Dann mußte Bernd Lucke gehen, was prompt so gedeutet wurde, daß die Alternative schon keine mehr sei. Sie werde, lauteten die warnenden oder schadenfrohen Kommentare, den Weg aller Rechtsparteien gehen, die in der Nachkriegszeit an sich selbst scheiterten. Die neue Vorsitzende Frauke Petry war kaum mehr eine Erwähnung wert, bestenfalls Mitglieder- und Wählerschwund und wirkliche oder vermeintliche Querelen spielten eine Rolle.
Schließlich kamen die Flüchtlingskrise und der politische Offenbarungseid der Regierung. Beides führte zu erkennbaren Irritationen in einem unionsnahen Organ wie der FAZ. Es gab Kritik an den immer absurder werdenden Abläufen in Berlin, aber die blieb zahm und trat schließlich ganz in den Hintergrund, um nun den Kampf gegen Rechts aufzunehmen.

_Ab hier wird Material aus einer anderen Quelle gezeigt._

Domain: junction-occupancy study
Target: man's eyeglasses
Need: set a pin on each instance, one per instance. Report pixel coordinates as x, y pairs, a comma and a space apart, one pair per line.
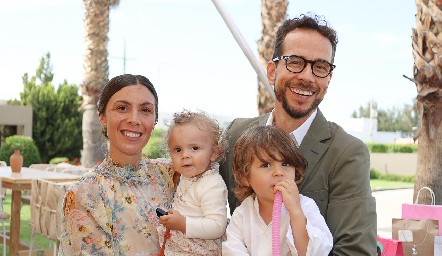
296, 64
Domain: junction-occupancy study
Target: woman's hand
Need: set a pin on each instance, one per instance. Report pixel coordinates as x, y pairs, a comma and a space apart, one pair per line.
174, 221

Dahinter kann rationales Kalkül stecken, vor allem gespeist aus den Erfahrungen mit der Trägheit des politischen Systems der Bundesrepublik. Aber mancher dort in Frankfurt am Main mag fürchten, daß auf diese Gesetzmäßigkeit kein Verlaß mehr ist. Wahrscheinlich gehört Zastrow zu ihnen, was immerhin den hysterischen Ton seines Artikels erklären würde.